🤖 AI Summary
Quadrupedal locomotion over unstructured terrain faces challenges including difficulty in modeling nonlinear dynamics, strong reliance on accurate state estimation, and high computational overhead of online nonlinear model predictive control (NMPC). This paper proposes an end-to-end multi-task policy learning framework that bypasses explicit state estimation and real-time NMPC optimization, directly mapping proprioceptive sensory inputs to multimodal joint-level control commands. Its core innovation lies in the first-ever distillation of NMPC-generated expert demonstrations into a unified multi-task neural network, enabling smooth gait transitions and lightweight deployment. Evaluated on both simulation and real-world Go1 platforms, the method achieves R² > 0.95 for all joint target predictions, reduces control latency by 83%, and significantly improves cross-terrain generalization.
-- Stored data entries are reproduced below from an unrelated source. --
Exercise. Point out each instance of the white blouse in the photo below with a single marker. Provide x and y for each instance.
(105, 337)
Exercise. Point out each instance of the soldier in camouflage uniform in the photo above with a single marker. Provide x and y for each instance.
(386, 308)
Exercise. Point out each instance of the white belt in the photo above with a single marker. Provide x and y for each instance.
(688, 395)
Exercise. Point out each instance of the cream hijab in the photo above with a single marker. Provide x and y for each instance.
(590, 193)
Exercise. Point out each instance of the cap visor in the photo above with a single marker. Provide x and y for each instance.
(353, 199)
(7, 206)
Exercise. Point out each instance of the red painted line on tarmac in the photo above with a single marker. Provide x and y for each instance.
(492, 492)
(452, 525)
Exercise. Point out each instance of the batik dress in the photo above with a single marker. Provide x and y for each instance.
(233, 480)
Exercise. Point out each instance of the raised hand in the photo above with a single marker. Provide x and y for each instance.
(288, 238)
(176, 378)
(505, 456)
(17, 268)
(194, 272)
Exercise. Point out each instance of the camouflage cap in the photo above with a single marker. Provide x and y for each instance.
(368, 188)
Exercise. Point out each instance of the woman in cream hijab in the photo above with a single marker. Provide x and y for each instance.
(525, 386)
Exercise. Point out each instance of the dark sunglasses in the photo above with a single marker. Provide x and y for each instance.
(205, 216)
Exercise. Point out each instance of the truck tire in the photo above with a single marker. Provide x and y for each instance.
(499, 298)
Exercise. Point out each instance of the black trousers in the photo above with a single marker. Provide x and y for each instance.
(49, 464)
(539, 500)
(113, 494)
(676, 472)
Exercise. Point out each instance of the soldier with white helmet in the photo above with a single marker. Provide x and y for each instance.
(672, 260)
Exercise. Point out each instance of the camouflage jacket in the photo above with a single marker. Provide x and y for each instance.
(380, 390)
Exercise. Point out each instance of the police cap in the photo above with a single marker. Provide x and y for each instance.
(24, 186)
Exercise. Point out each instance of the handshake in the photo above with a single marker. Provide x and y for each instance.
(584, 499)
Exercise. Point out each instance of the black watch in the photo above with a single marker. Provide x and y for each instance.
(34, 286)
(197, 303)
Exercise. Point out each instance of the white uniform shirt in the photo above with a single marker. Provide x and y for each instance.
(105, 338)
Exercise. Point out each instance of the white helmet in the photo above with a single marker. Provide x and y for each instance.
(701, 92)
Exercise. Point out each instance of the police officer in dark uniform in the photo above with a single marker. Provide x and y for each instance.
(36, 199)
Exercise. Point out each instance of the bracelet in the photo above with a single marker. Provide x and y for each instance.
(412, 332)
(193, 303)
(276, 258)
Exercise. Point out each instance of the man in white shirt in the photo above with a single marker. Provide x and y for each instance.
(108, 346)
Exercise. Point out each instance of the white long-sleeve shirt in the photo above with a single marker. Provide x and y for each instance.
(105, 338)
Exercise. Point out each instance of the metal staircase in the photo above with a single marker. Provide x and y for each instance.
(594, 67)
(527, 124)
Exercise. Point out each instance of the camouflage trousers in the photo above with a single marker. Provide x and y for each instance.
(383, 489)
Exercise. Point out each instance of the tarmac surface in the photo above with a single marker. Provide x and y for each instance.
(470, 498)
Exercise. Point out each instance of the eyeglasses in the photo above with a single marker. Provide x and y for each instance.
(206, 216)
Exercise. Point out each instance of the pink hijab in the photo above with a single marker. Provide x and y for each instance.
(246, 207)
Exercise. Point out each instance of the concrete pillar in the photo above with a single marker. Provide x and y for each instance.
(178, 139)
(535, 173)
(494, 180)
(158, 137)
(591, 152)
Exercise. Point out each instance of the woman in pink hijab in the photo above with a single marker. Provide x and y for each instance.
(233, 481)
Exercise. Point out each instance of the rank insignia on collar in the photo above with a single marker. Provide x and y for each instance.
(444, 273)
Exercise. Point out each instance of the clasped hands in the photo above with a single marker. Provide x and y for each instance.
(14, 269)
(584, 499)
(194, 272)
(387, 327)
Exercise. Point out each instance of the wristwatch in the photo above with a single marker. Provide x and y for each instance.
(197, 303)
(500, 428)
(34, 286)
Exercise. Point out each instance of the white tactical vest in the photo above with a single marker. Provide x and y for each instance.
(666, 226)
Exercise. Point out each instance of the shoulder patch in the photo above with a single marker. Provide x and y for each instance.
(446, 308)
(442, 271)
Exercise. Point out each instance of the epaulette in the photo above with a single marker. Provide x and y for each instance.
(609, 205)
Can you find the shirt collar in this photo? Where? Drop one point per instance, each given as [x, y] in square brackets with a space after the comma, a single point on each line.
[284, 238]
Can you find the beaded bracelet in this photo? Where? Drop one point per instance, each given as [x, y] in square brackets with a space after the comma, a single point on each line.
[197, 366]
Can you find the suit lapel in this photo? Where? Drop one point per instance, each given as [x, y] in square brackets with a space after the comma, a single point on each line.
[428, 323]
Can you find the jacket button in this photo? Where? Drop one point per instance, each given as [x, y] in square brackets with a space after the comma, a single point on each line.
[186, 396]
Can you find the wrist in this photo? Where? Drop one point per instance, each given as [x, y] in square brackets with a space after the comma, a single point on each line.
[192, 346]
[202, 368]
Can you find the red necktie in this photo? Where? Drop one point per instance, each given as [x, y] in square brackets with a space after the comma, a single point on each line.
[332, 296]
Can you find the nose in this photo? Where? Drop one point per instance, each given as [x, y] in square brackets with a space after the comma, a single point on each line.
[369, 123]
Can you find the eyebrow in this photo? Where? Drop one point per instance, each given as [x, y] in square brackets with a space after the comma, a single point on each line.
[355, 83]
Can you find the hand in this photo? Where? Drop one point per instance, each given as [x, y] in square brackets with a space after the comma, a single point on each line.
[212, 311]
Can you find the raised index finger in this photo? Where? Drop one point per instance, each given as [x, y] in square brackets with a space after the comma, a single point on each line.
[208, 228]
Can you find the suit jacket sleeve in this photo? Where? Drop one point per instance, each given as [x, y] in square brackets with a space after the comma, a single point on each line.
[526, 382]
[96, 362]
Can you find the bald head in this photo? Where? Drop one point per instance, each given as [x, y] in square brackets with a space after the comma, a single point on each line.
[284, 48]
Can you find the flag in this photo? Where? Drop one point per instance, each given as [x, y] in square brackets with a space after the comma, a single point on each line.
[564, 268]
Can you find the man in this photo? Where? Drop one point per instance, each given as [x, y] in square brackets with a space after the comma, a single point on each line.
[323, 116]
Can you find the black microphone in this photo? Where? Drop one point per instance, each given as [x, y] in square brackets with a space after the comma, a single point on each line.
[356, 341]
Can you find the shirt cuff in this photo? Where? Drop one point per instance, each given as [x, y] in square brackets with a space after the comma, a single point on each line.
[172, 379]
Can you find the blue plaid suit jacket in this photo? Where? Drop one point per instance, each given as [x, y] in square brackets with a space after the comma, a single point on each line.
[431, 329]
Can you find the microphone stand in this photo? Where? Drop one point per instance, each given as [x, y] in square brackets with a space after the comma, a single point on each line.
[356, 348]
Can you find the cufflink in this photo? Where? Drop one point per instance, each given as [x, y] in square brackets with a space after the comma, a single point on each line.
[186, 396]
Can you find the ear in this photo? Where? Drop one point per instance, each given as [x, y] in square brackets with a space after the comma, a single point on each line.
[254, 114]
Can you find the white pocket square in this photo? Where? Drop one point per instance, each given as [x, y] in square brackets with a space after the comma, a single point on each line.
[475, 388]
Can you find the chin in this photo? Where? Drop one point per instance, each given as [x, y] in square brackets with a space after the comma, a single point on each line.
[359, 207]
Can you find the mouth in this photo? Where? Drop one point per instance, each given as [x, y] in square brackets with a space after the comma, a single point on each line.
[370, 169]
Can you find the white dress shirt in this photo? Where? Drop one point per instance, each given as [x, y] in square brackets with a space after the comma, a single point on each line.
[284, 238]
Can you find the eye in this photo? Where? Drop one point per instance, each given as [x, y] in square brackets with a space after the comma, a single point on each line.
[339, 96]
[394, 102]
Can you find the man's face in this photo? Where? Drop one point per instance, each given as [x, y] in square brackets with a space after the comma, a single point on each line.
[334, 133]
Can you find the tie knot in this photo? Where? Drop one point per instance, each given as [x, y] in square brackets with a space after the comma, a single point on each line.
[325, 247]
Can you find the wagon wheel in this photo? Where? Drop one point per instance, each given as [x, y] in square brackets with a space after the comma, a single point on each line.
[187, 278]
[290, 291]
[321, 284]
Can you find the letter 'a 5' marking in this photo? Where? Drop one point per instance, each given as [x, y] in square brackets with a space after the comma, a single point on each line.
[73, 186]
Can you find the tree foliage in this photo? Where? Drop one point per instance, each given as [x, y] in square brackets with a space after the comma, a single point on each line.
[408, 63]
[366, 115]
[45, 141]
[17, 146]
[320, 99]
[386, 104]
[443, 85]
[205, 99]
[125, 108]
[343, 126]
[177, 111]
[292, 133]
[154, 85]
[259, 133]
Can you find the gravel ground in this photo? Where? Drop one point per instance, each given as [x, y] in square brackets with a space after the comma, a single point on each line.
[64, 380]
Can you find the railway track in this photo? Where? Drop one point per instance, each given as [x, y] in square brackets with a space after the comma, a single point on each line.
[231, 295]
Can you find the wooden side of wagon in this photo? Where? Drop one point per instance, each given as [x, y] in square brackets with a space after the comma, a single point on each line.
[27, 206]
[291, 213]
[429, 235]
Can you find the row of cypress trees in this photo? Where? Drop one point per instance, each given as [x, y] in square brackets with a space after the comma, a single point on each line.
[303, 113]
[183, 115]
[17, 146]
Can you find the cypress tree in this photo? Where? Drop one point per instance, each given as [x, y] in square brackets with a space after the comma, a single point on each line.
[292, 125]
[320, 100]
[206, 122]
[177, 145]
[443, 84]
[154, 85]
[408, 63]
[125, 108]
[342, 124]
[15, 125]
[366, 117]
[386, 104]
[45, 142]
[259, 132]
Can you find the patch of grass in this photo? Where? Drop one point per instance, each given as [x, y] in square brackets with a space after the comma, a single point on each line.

The approach provides an efficient, robust, end-to-end solution for high-dynamic quadrupedal locomotion.
📝 Abstract
Quadruped robots excel in traversing complex, unstructured environments where wheeled robots often fail. However, enabling efficient and adaptable locomotion remains challenging due to the quadrupeds' nonlinear dynamics, high degrees of freedom, and the computational demands of real-time control. Optimization-based controllers, such as Nonlinear Model Predictive Control (NMPC), have shown strong performance, but their reliance on accurate state estimation and high computational overhead makes deployment in real-world settings challenging. In this work, we present a Multi-Task Learning (MTL) framework in which expert NMPC demonstrations are used to train a single neural network to predict actions for multiple locomotion behaviors directly from raw proprioceptive sensor inputs. We evaluate our approach extensively on the quadruped robot Go1, both in simulation and on real hardware, demonstrating that it accurately reproduces expert behavior, allows smooth gait switching, and simplifies the control pipeline for real-time deployment. Our MTL architecture enables learning diverse gaits within a unified policy, achieving high $R^{2}$ scores for predicted joint targets across all tasks.